Hondurans would have until January 5, 2020, Homeland Security Secretary Kirstjen Nielsen said.
Immigrant advocates decried the move and said ending the status would drive people underground who had been establishing roots in the US for years or decades.
For Hondurans, the programme has been in place since 1999, after Hurricane Mitch devastated their country the year before.
The administration says conditions in Honduras have improved, while advocates argue that it still hasn’t fully recovered from the hurricane and is now plagued by rampant violence.
Marta Connor, a 50-year-old union organiser in southern California who has lived in the US for decades and has three Americanborn children, said before the announcement that she wasn’t leaving, regardless of the administration’s policies.
She noted that many of the asylum-seeking migrants in a caravan that recently reached the USMexico border were from Honduras. ‘‘If they are coming, why am I going over there?’’

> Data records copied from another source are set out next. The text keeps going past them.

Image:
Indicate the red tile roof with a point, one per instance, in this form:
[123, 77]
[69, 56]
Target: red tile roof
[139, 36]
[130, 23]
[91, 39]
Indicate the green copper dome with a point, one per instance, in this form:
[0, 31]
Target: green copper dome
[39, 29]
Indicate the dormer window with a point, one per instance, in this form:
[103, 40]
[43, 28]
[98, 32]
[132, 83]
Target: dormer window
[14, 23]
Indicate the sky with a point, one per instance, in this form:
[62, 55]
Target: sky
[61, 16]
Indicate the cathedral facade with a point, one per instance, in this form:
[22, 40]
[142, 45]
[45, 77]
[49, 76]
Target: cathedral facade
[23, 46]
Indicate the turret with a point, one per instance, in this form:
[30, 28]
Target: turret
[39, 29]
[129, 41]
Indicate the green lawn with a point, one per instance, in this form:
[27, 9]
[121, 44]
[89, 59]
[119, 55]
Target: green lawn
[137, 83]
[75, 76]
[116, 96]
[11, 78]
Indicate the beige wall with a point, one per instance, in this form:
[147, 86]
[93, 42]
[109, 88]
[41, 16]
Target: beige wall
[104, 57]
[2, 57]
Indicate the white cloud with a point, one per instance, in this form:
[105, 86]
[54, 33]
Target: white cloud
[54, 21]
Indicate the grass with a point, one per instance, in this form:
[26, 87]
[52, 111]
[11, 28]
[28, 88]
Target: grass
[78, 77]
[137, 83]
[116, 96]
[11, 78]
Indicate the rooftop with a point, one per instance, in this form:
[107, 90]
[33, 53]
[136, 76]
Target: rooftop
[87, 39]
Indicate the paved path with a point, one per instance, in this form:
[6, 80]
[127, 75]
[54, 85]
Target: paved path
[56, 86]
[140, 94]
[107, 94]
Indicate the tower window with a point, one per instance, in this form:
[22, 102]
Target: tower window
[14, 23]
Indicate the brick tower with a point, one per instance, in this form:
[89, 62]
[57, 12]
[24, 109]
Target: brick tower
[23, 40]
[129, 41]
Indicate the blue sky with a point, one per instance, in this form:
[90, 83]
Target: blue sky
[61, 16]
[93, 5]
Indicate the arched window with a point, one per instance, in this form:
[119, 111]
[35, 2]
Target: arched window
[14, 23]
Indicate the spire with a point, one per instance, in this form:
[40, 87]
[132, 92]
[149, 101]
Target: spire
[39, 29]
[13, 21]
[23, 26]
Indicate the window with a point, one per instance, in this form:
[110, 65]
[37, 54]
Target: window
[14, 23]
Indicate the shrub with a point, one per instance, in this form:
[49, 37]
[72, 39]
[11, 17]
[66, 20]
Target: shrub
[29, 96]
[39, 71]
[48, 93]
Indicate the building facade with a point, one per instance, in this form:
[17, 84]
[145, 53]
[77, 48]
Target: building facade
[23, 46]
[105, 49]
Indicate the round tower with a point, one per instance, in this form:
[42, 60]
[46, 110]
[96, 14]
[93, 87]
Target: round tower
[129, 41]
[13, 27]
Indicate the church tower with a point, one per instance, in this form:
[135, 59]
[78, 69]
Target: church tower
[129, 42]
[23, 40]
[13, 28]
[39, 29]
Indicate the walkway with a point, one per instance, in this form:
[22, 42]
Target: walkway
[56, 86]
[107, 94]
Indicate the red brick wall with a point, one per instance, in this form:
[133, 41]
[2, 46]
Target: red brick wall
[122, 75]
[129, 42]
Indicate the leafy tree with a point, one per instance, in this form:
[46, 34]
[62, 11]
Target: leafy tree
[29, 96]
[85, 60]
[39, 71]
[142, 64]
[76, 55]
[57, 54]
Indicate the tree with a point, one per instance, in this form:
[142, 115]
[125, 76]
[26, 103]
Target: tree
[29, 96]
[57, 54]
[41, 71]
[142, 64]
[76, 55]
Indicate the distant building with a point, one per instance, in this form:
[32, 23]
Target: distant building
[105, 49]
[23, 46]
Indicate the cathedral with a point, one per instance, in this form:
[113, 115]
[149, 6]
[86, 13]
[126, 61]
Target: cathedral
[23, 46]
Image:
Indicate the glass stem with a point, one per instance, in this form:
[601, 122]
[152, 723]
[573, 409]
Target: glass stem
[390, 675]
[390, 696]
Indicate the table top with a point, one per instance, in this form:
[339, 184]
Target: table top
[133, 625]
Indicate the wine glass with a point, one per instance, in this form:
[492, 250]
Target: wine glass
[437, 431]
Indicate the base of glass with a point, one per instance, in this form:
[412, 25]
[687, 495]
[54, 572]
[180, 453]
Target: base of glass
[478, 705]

Around 437,000 immigrants from 10 countries have had temporary protected status, a designation created in 1990 to allow people from countries affected by natural disasters like earthquakes or manmade disasters like war to have a short-term safe haven. Only a few thousand still have that status.
While some countries have been taken off the list, others have stayed on it for extended periods, which critics say turns the programme into a default amnesty.
Under Trump, the Department of Homeland Security has terminated the programme for Sudan, Nicaragua, Nepal, Haiti and, notably, El Salvador, which accounted for more holders of the special status than any other nation. Migrants have been given deadlines to leave or gain legal status if possible, starting in November for Sudan and throughout 2019 for the other countries. Several groups are suing to stay in the US.